The NFL introduced professional cheerleading to the world in the late 1960’s, and in the early 1970’s the Dallas Cowboys Cheerleaders became a sensation and set the dance- and performance-oriented standard for professional cheerleading.

Competitive cheerleading was born in 1967, with the first annual ranking of the "Top Ten College Cheer Squads" and the first International Cheerleading Foundation "Cheerleader All America" awards. The Collegiate Cheerleading Championships were broadcast nationally by CBS-TV in 1978. Since then, high school, college, and all-star cheerleading competitions have been popularized by coverage on ESPN and by the high school cheerleading movie Bring it On (2000).

The three major physical elements of cheerleading today are dance, tumbling, and stunts.

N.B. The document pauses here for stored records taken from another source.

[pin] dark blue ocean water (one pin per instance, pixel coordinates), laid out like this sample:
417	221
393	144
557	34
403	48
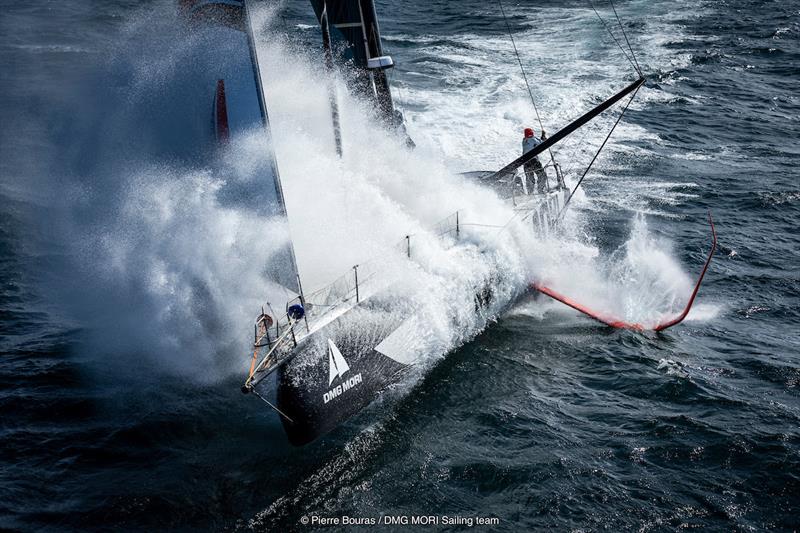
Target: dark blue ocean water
545	422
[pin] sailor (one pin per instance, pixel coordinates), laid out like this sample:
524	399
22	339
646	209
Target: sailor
534	171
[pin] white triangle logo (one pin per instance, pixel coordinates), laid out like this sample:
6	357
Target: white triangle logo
337	366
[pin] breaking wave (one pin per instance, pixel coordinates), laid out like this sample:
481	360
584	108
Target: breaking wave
162	264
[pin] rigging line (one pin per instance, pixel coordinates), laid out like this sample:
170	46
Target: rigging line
624	34
619	118
524	76
605	25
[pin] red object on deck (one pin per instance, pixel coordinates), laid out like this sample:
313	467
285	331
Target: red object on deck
221	113
616	323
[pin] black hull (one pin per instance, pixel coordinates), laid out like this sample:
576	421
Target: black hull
317	398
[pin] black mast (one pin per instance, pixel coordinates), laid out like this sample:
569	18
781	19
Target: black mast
326	45
566	130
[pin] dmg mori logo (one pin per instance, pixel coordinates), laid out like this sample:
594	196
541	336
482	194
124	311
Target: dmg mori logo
337	368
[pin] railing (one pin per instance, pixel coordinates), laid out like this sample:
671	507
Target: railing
348	289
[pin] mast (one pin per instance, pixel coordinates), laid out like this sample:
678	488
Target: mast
566	130
326	45
354	25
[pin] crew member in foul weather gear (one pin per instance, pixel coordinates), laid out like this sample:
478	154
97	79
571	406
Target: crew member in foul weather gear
534	171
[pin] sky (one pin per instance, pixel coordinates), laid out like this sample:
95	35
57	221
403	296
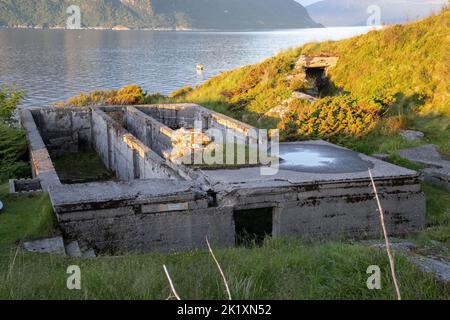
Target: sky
306	2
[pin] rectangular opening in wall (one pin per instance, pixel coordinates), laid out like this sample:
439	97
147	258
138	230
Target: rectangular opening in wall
318	81
253	226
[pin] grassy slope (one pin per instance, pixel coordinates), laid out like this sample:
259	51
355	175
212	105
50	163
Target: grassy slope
281	269
406	62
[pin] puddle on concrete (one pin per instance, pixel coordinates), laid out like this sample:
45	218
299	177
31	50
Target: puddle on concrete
315	158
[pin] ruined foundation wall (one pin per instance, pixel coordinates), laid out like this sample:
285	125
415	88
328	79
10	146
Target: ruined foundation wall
339	210
122	153
64	129
154	134
41	163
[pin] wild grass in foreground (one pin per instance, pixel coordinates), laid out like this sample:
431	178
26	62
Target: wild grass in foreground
280	269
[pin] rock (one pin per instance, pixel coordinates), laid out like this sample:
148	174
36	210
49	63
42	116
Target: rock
48	245
396	246
381	156
436	171
437	176
316	62
73	249
411	135
90	253
303	96
277	112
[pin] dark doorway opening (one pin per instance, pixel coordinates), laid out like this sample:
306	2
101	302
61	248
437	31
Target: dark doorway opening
317	78
253	226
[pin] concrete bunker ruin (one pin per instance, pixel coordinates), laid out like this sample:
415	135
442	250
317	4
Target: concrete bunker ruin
153	202
314	71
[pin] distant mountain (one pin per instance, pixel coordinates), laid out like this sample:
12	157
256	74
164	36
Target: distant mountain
155	14
354	12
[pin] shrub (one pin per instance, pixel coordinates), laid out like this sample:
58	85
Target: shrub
13	153
183	91
9	99
330	117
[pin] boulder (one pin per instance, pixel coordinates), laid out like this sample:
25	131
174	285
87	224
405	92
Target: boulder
411	135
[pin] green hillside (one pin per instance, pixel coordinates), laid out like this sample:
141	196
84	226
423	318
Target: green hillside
196	14
386	80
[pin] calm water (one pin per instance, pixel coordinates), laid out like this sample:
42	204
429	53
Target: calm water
52	65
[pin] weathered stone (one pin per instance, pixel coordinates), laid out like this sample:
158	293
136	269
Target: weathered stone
73	249
411	135
49	245
439	268
24	186
159	205
278	112
381	156
303	96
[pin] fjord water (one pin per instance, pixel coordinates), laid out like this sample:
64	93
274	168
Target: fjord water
52	65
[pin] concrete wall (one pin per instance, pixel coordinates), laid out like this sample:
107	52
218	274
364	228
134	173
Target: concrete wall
64	129
124	154
337	210
151	132
141	215
177	116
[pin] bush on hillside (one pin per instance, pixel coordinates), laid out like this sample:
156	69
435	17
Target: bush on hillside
330	117
128	95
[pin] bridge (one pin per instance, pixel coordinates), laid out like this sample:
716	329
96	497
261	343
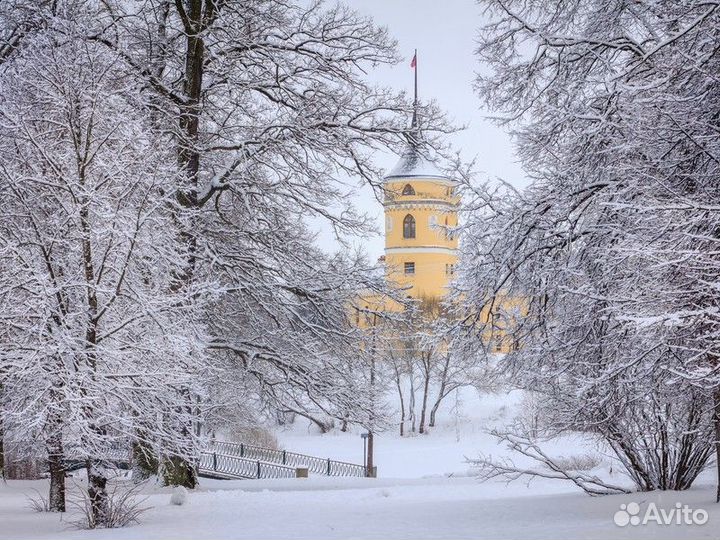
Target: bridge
229	460
225	459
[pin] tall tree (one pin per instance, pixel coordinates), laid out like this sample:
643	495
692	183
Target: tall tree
613	242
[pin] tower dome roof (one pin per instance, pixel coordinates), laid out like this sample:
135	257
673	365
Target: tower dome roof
413	164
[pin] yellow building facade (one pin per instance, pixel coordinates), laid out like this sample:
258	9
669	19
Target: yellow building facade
421	214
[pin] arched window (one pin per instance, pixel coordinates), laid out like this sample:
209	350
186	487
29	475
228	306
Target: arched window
409	227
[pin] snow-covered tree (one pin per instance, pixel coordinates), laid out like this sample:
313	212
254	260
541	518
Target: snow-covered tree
98	347
613	245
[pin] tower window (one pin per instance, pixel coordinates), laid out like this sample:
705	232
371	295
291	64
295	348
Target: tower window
409	227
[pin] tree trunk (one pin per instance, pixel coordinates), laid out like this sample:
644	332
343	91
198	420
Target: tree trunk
2	450
144	464
97	492
398	382
56	468
441	392
371	452
426	390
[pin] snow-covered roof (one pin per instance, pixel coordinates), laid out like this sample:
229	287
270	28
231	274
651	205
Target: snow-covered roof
413	164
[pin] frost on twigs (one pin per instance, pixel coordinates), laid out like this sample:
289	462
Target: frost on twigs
38	502
547	467
179	496
123	507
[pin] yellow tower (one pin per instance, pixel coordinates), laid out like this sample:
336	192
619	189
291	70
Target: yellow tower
420	216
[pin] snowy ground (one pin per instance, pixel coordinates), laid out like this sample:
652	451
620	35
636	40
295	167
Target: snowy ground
424	491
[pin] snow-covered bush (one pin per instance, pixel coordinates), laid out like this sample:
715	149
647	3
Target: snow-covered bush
179	496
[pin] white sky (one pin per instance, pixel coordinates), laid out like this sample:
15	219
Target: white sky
444	33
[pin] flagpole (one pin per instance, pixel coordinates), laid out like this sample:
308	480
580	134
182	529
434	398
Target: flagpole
416	79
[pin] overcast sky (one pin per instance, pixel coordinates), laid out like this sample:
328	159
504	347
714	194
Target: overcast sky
444	34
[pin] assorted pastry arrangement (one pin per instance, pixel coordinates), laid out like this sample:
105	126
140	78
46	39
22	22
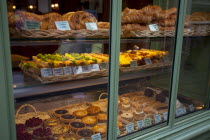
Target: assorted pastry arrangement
96	63
132	20
83	120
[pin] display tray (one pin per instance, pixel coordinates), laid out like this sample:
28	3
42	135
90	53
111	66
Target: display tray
93	74
137	122
195	29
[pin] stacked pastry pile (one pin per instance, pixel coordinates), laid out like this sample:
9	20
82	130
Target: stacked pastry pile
76	20
74	59
133	19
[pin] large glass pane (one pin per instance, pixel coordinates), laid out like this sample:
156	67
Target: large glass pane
60	54
149	27
194	73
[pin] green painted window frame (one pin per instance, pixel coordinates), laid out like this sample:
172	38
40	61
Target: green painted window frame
7	120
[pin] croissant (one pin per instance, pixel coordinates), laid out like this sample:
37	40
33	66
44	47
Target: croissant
167	22
134	27
167	13
151	10
137	18
103	25
79	18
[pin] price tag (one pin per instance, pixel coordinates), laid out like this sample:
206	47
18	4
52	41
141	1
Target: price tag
129	128
183	109
153	27
62	25
165	116
31	25
147	122
95	67
103	66
157	119
77	70
91	26
96	136
180	111
165	58
191	107
57	71
46	72
133	63
118	132
67	71
86	69
140	124
148	61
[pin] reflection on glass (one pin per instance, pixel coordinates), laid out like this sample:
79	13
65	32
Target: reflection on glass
194	73
144	100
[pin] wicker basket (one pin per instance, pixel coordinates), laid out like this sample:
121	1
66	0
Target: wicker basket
21	118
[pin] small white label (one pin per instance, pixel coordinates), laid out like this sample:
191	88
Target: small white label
153	27
57	71
180	111
103	66
148	61
118	132
91	26
46	72
86	69
129	128
191	107
165	58
133	64
157	119
140	124
147	122
96	136
77	70
95	67
62	25
67	71
165	116
31	25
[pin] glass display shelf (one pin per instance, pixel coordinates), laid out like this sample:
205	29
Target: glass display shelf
59	41
26	86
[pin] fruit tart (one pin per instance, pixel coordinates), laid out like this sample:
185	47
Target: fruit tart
102	117
67	118
60	129
80	113
33	123
84	133
90	120
51	122
75	126
58	113
93	110
42	133
100	129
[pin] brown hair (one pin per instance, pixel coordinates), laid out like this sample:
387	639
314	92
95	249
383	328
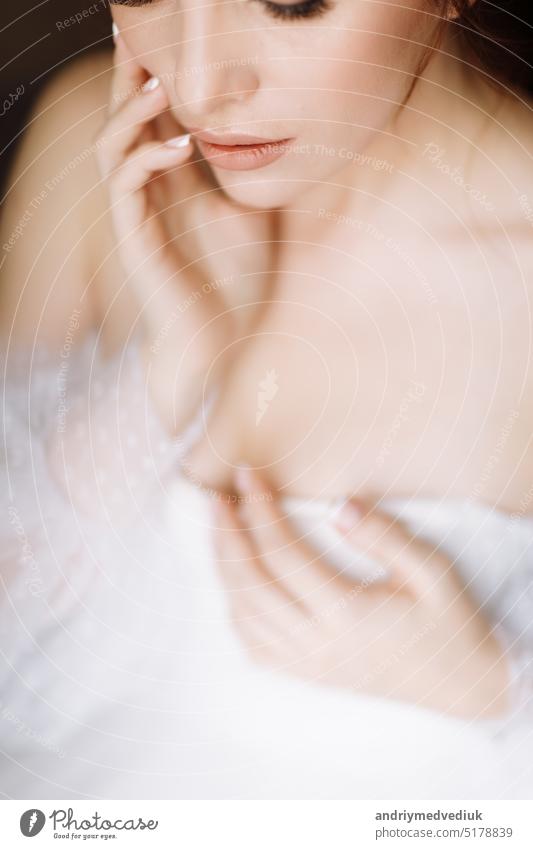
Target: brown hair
499	35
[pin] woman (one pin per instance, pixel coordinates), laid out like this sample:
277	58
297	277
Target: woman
298	276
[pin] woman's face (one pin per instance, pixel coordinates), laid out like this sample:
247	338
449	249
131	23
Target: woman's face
319	79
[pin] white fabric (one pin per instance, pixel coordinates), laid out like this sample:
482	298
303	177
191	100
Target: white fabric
120	675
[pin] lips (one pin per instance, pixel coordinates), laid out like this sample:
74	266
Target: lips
239	151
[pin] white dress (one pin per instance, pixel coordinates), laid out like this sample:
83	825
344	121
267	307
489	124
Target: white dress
120	673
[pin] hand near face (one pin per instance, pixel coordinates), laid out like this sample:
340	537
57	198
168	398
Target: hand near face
416	636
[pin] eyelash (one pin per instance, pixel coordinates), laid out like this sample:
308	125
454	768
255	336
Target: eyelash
302	9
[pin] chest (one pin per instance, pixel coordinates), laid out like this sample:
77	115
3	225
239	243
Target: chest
384	371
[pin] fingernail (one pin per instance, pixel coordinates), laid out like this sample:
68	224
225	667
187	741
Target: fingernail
244	477
179	141
151	84
348	516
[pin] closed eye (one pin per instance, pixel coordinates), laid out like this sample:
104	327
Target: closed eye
285	11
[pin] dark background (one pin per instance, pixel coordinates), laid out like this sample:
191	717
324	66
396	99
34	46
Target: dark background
34	43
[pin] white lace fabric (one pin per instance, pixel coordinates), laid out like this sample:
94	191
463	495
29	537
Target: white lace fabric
120	674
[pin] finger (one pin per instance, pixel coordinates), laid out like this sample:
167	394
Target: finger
126	126
128	201
128	76
414	565
287	557
245	576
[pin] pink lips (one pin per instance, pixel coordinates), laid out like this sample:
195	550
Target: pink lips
239	151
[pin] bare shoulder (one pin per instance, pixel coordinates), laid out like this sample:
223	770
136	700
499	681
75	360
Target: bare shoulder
509	154
54	205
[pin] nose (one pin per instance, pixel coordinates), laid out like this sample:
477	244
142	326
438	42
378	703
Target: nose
213	64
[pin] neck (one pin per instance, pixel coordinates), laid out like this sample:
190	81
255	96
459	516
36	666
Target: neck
449	107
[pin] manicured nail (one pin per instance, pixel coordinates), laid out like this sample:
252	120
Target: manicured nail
348	516
151	84
244	477
179	141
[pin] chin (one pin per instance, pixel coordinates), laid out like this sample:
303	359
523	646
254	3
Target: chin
257	192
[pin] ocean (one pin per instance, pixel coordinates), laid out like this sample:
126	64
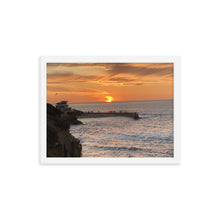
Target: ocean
149	136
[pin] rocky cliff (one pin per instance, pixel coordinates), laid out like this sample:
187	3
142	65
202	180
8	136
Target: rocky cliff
60	143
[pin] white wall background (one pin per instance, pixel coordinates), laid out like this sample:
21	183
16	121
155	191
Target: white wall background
187	28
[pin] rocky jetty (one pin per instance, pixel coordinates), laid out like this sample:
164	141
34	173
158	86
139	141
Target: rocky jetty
60	143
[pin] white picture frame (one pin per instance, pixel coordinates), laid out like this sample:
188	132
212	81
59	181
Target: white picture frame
110	59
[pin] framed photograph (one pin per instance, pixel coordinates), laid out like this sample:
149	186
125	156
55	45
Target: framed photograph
109	110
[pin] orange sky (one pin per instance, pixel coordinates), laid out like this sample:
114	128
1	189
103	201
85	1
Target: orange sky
92	82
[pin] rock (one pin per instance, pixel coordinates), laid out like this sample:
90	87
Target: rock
60	143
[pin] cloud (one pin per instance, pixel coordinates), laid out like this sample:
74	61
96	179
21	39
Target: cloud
111	74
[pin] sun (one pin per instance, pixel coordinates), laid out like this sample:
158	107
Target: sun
109	98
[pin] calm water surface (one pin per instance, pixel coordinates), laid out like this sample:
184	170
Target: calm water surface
150	136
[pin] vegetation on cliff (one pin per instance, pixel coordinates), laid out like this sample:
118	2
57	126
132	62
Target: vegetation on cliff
60	143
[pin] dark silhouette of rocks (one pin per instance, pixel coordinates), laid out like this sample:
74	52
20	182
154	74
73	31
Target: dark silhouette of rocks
60	143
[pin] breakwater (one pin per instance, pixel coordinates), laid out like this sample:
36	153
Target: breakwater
133	115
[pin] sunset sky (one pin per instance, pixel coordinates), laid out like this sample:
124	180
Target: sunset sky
95	82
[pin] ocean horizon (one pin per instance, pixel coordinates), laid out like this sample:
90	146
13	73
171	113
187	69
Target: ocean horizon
150	136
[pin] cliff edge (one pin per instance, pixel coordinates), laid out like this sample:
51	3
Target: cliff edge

Stunts include lifts and tosses, preps – where the “base” supports the feet of a standing “flyer” at shoulder level, extensions – where the base supports the flyer with arms extended over the head, and basket tosses – in which the flyer is tossed high in the air, performs a trick, and is caught in a “cradle” position by the base(s).

Stunts can be dangerous, and cheerleading injuries are not uncommon. Some of the cheerleading stunts shown at all-star cheerleading competitions (and in Bring it On) are not encouraged at the high school level. These include stunts more than two bodies high, fly-overs, and basket-tosses with head-over-heels rotation.

There are an estimated 1.5 million participants in All-Star cheerleading in the United States, not including the millions more at the high school, college, and little league levels. Cheerleading is, according to Newsweek's Arian Campo-Flores, "the most quintessential of American sports." Due to the sport’s increasing exposure in pop-culture and the media, there are an estimated 100,000 participants scattered around the rest of the world in countries such as Australia, China, Colombia, France, Germany, Japan, the Netherlands, New Zealand, Sweden and the United Kingdom.